From: David Gibson <david@gibson.dropbear.id.au>
To: passt-dev@passt.top, Stefano Brivio <sbrivio@redhat.com>
Cc: David Gibson <david@gibson.dropbear.id.au>
Subject: [PATCH 3/3] tap: Don't size pool_tap[46] for the maximum number of packets
Date: Fri, 13 Dec 2024 23:01:56 +1100 [thread overview]
Message-ID: <20241213120156.4123972-4-david@gibson.dropbear.id.au> (raw)
In-Reply-To: <20241213120156.4123972-1-david@gibson.dropbear.id.au>
Currently we attempt to size pool_tap[46] so they have room for the maximum
possible number of packets that could fit in pkt_buf, TAP_MSGS. However,
the calculation isn't quite correct: TAP_MSGS is based on ETH_ZLEN (60) as
the minimum possible L2 frame size. But, we don't enforce that L2 frames
are at least ETH_ZLEN when we receive them from the tap backend, and since
we're dealing with virtual interfaces we don't have the physical Ethernet
limitations requiring that length. Indeed it is possible to generate a
legitimate frame smaller than that (e.g. a zero-payload UDP/IPv4 frame on
the 'pasta' backend is only 42 bytes long).
It's also unclear if this limit is sufficient for vhost-user which isn't
limited by the size of pkt_buf as the other modes are.
We could attempt to correct the calculation, but that would leave us with
even larger arrays, which in practice rarely accumulate more than a handful
of packets.
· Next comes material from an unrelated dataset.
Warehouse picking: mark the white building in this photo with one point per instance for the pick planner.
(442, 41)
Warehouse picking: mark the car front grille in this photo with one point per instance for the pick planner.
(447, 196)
So, instead, put an arbitrary cap on the number of packets we
can put in a batch, and if we run out of space, process and flush the
batch.
Signed-off-by: David Gibson <david@gibson.dropbear.id.au>
---
packet.c | 13 ++++++++++++-
packet.h | 3 +++
passt.h | 2 --
tap.c | 18 +++++++++++++++---
tap.h | 3 ++-
vu_common.c | 3 ++-
6 files changed, 34 insertions(+), 8 deletions(-)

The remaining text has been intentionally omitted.